Today, one day before the deadline, Attorney General Jim Hood’s office filed a response to a request by Jackson New Media, Inc.’s motion to unseal the settlement agreement in State Farm v. Hood. That request was joined by WLBT, WDAM and WLOX.

Though very quickly in the motion, Assistant Attorney General Harold Pizzetta said, “Although the Attorney General has no other opposition to the Motion to Intervene, as an officer of this Court, the Attorney General is required by those duties and ethical considerations to apprize the Court of” all the procedural reasons the Court should not grant the relief.

Their argument was twofold. One, they argue that the Jackson New Media’s request isn’t timely. We very clearly dealt with the timeliness issue in our Memorandum of Support.

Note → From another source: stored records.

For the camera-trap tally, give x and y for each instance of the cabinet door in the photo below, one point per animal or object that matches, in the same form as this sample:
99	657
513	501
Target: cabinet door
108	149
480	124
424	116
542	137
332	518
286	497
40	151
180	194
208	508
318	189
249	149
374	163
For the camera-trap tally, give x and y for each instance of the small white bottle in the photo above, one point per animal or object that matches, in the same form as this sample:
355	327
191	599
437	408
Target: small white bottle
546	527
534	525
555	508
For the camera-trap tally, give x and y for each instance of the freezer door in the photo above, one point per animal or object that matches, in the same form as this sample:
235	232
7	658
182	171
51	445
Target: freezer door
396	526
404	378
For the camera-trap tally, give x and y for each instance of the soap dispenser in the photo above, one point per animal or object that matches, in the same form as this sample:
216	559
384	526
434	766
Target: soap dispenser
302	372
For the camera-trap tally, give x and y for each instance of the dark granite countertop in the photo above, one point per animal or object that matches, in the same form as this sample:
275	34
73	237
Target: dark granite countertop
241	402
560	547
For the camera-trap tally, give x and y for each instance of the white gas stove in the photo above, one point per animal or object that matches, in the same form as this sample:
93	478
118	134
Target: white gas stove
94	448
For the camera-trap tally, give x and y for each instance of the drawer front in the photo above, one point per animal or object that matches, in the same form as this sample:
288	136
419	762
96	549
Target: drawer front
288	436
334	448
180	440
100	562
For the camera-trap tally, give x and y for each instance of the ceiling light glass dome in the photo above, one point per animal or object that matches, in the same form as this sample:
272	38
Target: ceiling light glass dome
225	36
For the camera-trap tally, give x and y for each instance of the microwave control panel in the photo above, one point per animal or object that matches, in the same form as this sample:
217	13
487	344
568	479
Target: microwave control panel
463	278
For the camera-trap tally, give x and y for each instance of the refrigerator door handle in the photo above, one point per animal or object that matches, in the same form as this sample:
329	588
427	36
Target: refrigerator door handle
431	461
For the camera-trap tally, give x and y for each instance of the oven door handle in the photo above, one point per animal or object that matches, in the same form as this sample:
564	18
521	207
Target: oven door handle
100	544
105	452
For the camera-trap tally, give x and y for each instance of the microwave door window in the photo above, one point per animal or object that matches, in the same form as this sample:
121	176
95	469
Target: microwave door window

New Media’s filing of this motion comes in light of a very reasonable cooling off period of just over twelve months for the original parties. As the Court will recall, the underlying litigation prior to settlement was marked by considerable emotion on both sides, and had New Media sought leave to intervene for the unsealing of the settlement agreement immediately in the aftermath of its entry, matters would only have been further inflamed. As the Fifth Circuit has noted, New Media should not be punished for tardiness in seeking to intervene. 18 F.3d at 1205. To the contrary, New Media’s restraint in waiting a reasonable time after settlement in this case should be lauded, in view of the relief that New Media will seek if granted leave to intervene.

The second objection they raised is that Judge Bramlette no longer had jurisdiction. They said that the case in question has to be “an existing suit within the Court’s jurisdiction.”

From the Judgment of Dismissal, citing the settlement agreement, Judge Bramlette stated, “FURTHER ORDERED AND ADJUDGED that the Court retains jurisdiction to enforce the settlement agreement between the parties.”

Tom Freeland at NMC has his own take on today’s filing.

In a response filed today, Jim Hood says he really doesn’t care if the court unseals the order settling the case where State Farm sued him over the grand jury investigation. Doesn’t matter to him a bit. But he really wants the court to know there are such good reasons to keep those documents under seal. And what reasons are those? Well, it seems as if there are two: One is that the wait has been too long, and that there isn’t a case any more to intervene in to ask for the documents. Oh, and then there are all those reasons that the court sealed the settlement in the first place, reasons that are still just as good when the sealing was done! Of course, we won’t tell Jackson New Media or anyone else what those reasons were, because they’re all under seal!

In full perspective, the AG’s office waited the maximum amount of time to layout all the procedural reasons why the media should not have access to this settlement agreement executed on behalf of the state and tell the judge, “We really don’t look like we’re objecting, but please don’t let the media have this for all of the following reasons . . . ”

UPDATE – Late Monday evening, State Farm filed a response to Jackson New Media’s original motion saying, in effect, that nothing has changed and that they will continue to respect the Court’s directives. However, they did not object to New Media’s motion nor did they provide any procedural reasons why Jackson’s New Media’s request should not be granted.

We will, of course, continue to stay on top of this.